Comprenons bien que tout ceci n'est pas illégal. N'importe quel autre premier ministre aurait été en droit d'agir de la même façon. Pensons simplement aux jours qui ont précédé le 28 novembre 2005 (le jour du vote de défiance annoncé d'avance par les chefs du NPD, du Bloc et des conservateurs pour renverser le gouvernement minoritaire libéral). L'ancien premier ministre Paul Martin aurait pu recourir à la prorogation. Pourquoi ne l'a t il pas fait? Le fait est (j'en suis sûre) que l'idée ne lui a jamais traversé l'esprit parce qu'une telle chose n'avait tout simplement jamais été faite auparavant. Le respect de la tradition a protégé les Canadiens d'une utilisation abusive du rôle potentiellement tout-puissant du Cabinet du premier ministre. Un premier ministre qui ne respecte pas ces traditions fait fausse route et s'éloigne de la pensée politique canadienne normale.

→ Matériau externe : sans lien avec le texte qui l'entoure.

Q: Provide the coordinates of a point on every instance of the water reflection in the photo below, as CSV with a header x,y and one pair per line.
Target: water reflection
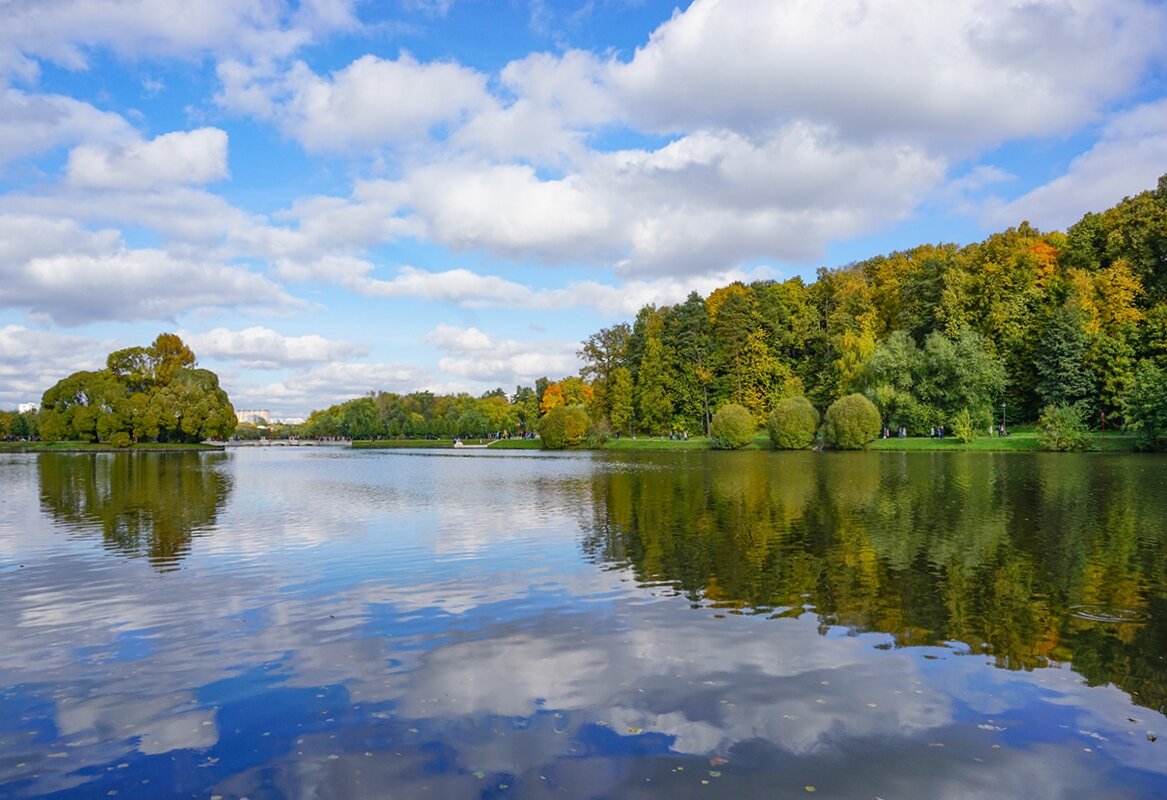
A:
x,y
144,504
999,553
369,625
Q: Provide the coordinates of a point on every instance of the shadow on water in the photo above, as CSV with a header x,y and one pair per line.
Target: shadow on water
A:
x,y
144,504
996,554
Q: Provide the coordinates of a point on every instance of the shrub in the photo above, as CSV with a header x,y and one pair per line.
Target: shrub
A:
x,y
851,422
1061,428
1146,408
733,427
598,434
563,427
792,423
120,439
963,427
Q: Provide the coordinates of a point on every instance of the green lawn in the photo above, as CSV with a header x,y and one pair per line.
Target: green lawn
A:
x,y
100,447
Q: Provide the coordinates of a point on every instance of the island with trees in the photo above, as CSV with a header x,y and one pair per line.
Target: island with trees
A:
x,y
1062,331
153,395
1067,330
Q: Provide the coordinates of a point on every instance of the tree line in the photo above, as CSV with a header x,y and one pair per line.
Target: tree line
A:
x,y
144,394
997,330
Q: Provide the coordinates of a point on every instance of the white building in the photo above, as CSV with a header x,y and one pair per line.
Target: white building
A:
x,y
253,415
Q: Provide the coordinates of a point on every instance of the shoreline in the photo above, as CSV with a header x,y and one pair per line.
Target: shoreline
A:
x,y
1022,441
98,447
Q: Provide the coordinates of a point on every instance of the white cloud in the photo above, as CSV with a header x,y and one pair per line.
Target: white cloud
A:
x,y
476,356
33,124
969,70
509,210
1129,156
32,360
326,384
190,156
68,32
370,103
57,271
470,289
705,202
265,349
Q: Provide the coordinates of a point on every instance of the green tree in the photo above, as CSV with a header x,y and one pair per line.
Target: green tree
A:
x,y
1062,428
792,423
620,399
1146,411
851,422
652,399
1063,377
733,427
563,427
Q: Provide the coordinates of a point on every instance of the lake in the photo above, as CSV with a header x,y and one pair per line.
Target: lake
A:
x,y
326,623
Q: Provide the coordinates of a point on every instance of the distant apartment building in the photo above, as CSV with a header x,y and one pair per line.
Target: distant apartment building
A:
x,y
253,415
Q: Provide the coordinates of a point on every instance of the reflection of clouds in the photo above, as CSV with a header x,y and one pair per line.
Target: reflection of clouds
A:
x,y
707,682
451,611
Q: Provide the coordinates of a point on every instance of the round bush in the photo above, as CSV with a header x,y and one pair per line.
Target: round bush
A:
x,y
1062,428
120,439
851,422
792,423
733,427
563,427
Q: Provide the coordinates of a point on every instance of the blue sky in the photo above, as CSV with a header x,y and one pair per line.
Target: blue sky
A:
x,y
329,197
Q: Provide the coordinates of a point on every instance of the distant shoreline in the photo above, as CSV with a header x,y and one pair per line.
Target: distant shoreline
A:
x,y
98,447
1022,441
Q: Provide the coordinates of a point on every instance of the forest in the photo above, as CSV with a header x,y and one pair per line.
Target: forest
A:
x,y
144,394
1000,329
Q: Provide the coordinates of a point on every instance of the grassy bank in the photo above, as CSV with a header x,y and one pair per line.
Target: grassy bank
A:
x,y
98,447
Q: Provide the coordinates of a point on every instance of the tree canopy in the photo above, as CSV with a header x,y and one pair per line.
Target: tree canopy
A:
x,y
933,335
144,394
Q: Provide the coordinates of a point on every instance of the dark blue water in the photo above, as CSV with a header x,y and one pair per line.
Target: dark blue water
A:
x,y
323,623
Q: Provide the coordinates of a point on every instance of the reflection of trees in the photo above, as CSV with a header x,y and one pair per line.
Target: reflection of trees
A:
x,y
145,504
989,549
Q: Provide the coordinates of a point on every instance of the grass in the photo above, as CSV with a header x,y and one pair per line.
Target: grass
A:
x,y
1020,440
100,447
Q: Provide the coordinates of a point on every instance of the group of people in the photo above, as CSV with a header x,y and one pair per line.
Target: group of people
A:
x,y
937,432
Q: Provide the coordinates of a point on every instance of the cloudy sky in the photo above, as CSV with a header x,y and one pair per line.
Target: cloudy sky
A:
x,y
326,197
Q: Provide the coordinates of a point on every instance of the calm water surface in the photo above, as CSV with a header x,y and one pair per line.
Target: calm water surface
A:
x,y
323,623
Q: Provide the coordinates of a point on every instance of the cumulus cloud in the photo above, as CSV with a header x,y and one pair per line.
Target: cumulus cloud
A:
x,y
369,103
190,156
470,289
1127,158
971,70
476,356
322,385
265,349
707,201
68,32
33,124
58,272
32,360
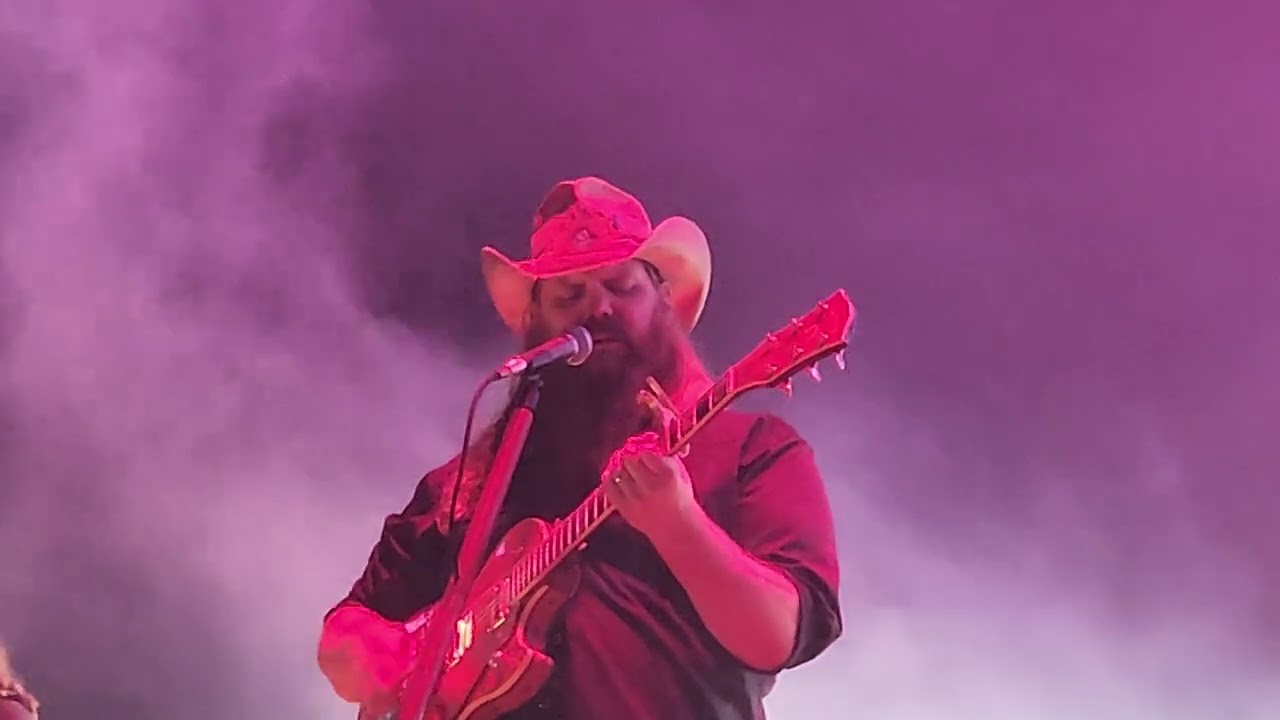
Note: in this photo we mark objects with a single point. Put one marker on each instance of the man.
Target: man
(16, 702)
(718, 570)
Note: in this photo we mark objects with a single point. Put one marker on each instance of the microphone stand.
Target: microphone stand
(438, 634)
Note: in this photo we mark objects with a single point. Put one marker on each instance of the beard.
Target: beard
(586, 411)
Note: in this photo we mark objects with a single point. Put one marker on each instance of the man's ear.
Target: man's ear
(664, 292)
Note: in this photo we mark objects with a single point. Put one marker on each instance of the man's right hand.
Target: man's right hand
(364, 656)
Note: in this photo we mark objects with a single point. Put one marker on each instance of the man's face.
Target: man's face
(625, 310)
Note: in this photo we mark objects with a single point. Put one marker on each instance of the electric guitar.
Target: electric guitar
(497, 660)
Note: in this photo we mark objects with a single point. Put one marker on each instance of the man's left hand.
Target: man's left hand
(652, 491)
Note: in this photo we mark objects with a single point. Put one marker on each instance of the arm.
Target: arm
(362, 637)
(769, 592)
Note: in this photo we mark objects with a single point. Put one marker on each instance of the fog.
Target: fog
(242, 314)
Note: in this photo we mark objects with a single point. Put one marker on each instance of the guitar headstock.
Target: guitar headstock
(796, 346)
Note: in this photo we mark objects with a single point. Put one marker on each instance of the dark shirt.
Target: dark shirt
(632, 646)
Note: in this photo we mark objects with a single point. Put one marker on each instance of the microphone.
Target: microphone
(572, 347)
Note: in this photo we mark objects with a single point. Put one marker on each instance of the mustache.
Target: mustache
(602, 331)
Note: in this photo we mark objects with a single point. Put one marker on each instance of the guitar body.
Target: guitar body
(503, 665)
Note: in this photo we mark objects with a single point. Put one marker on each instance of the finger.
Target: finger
(636, 478)
(652, 463)
(615, 488)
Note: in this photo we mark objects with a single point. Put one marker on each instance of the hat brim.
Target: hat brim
(677, 247)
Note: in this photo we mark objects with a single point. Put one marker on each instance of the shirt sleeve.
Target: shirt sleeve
(784, 519)
(408, 565)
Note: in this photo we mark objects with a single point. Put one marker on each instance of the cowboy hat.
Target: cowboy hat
(588, 223)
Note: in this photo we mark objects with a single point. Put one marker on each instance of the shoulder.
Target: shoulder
(753, 433)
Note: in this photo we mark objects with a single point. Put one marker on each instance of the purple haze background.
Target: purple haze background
(242, 313)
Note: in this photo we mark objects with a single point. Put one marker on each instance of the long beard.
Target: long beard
(585, 413)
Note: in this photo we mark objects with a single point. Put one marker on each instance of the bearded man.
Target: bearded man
(720, 568)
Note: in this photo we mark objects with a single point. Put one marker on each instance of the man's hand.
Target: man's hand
(652, 491)
(365, 657)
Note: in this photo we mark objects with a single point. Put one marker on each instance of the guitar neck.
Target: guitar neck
(571, 532)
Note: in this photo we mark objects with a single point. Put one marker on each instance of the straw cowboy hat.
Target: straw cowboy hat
(588, 223)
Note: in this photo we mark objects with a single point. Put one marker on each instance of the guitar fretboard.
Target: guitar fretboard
(570, 533)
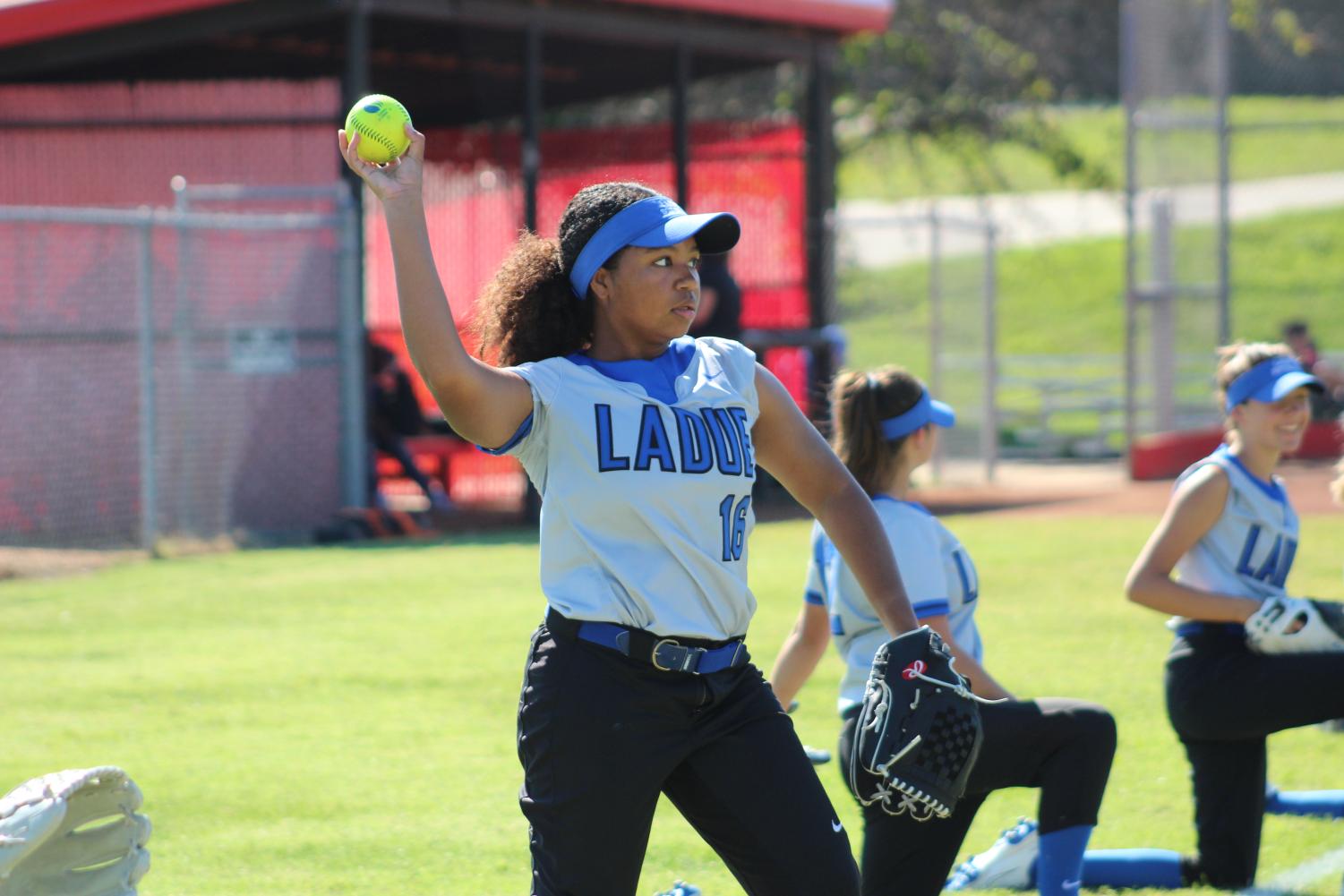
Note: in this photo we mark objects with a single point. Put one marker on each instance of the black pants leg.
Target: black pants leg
(601, 735)
(1223, 702)
(777, 839)
(1062, 746)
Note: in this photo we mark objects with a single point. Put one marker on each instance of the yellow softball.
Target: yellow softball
(380, 123)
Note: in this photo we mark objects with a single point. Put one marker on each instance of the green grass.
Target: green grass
(1067, 298)
(340, 721)
(898, 168)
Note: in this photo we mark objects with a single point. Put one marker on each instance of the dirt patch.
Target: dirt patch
(1101, 490)
(40, 563)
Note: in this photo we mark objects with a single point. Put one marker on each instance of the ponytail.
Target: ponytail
(528, 311)
(859, 403)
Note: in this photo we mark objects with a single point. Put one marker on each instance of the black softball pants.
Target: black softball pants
(1223, 703)
(1059, 745)
(600, 735)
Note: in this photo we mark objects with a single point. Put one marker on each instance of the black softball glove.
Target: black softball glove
(918, 732)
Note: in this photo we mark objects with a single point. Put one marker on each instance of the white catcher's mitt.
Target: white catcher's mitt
(73, 833)
(1296, 625)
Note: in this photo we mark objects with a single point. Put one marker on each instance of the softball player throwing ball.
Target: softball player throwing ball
(644, 445)
(1228, 536)
(886, 426)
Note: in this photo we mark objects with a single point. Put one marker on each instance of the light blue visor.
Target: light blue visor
(925, 411)
(1271, 380)
(651, 223)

D'autres abus sont également commis. La centralisation du pouvoir aux mains du Cabinet du premier ministre (une institution non inscrite dans la Constitution, fondée à l'origine par Pierre Elliott Trudeau, métamorphosée en une forteresse partisane sérieusement enflée de 10 millions de dollars qui lui sont versés annuellement sans reddition de comptes) est le changement le plus inquiétant. On ne peut plus vraiment parler de gouvernement de Cabinet. Tout doit passer par le Cabinet du premier ministre. Le respect envers une fonction publique indépendante et professionnelle a fait place à l'ingérence politique constante dans les ministères et dans le travail des fonctionnaires.

Il n'a jamais été question du règne d'un seul homme dans la démocratie parlementaire de Westminster. On fait main basse sur la démocratie, en plein jour, mais personne ne semble s'en apercevoir.